Tuesday August 24th, 2010

Our Richmond-based photographer Sascha Pflaeging has just had his work featured on the Huffington Post, from a book he did with author Laura Browder called When Janey Comes Marching Home.

Captain Clarisse Scott, US Army (Photo by Sascha Pflaeging)

The book is about women who served with the US Military in Iraq and Afghanistan. Browder explains the theme in her Huffington Post interview by pointing to the media representations of female soldiers:

The Army’s first story about [Jessica] Lynch was that she tried to fight off her captors, then was taken prison and needed to be rescued. Their version of events was pure fiction. And it embodied this stereotype of women in the military: the damsel in distress. Or, with [Lynndie] England, you have the sexually depraved torturer. Those photographs made clear just how much she enjoyed her role. She was everyone’s worst nightmare of the female soldier. For me, what those two stories meant is that there were 235,000 female soldiers whose stories weren’t being told.

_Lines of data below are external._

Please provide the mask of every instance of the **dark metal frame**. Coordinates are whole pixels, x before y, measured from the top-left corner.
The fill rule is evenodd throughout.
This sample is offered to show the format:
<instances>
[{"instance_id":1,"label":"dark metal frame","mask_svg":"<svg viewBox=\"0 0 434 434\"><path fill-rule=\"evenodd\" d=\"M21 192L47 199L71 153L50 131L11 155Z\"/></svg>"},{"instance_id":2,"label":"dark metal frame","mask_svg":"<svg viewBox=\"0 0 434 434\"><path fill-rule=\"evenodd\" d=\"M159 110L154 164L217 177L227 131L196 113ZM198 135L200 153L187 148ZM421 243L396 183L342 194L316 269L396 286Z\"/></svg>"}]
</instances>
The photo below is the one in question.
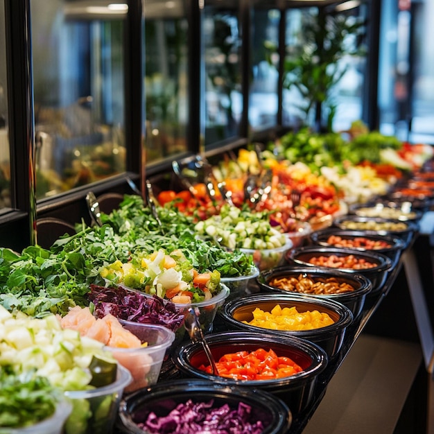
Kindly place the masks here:
<instances>
[{"instance_id":1,"label":"dark metal frame","mask_svg":"<svg viewBox=\"0 0 434 434\"><path fill-rule=\"evenodd\" d=\"M203 110L201 89L198 83L201 80L202 41L200 2L186 0L189 22L189 107L187 129L188 152L180 155L184 157L199 152L213 156L229 149L245 146L250 141L272 139L284 132L282 127L282 79L283 62L285 54L285 14L289 8L305 7L306 3L290 0L238 0L239 22L241 30L242 52L241 53L243 112L237 137L216 143L202 148L200 132L200 116ZM374 128L378 125L377 68L381 1L367 0L370 6L367 77L365 83L363 120ZM324 1L316 6L327 6ZM15 211L0 216L0 240L3 245L19 250L35 241L35 222L37 217L56 216L70 223L76 223L87 217L85 196L89 189L96 194L114 191L132 193L125 176L133 179L144 191L146 177L150 175L170 171L170 159L156 164L146 164L144 149L144 125L143 121L143 64L141 36L143 31L142 0L128 0L128 14L125 26L125 142L127 144L126 173L114 177L95 184L76 189L53 198L35 200L34 164L34 116L31 64L31 18L30 0L5 0L6 53L8 68L8 96L10 119L10 141L11 146L12 196ZM205 4L205 3L204 3ZM315 6L309 2L309 6ZM279 24L278 87L279 109L275 128L270 130L250 132L248 123L249 86L250 80L250 40L252 8L260 6L277 8L281 11ZM288 130L288 128L286 128ZM13 234L13 235L11 235ZM18 235L19 234L19 235Z\"/></svg>"}]
</instances>

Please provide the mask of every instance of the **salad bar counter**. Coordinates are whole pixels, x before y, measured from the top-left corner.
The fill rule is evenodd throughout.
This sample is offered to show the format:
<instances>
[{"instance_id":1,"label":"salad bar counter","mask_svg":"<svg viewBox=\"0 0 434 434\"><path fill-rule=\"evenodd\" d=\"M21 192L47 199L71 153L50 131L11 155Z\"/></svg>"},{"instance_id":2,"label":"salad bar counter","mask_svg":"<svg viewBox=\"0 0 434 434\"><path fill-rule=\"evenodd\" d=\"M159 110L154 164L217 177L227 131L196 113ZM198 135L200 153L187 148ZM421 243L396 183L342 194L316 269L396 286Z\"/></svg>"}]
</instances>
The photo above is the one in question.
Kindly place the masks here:
<instances>
[{"instance_id":1,"label":"salad bar counter","mask_svg":"<svg viewBox=\"0 0 434 434\"><path fill-rule=\"evenodd\" d=\"M47 415L67 403L53 433L302 433L398 276L414 286L434 189L405 189L429 165L361 208L300 164L254 183L250 168L240 191L193 162L204 183L107 213L95 199L92 225L0 250L1 372L45 379ZM30 417L2 423L44 423Z\"/></svg>"}]
</instances>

(You can read more about the story of Jessica Lynch in this article from The Guardian.)

Though many of these stories are heartbreaking, Browder also points out that “things have changed,” recalling that “until the late ’70s, women in the Marines had to take etiquette classes. They had make-up class in basic training, and they were encouraged to wear gloves whenever they went into town because they needed to present the right image.”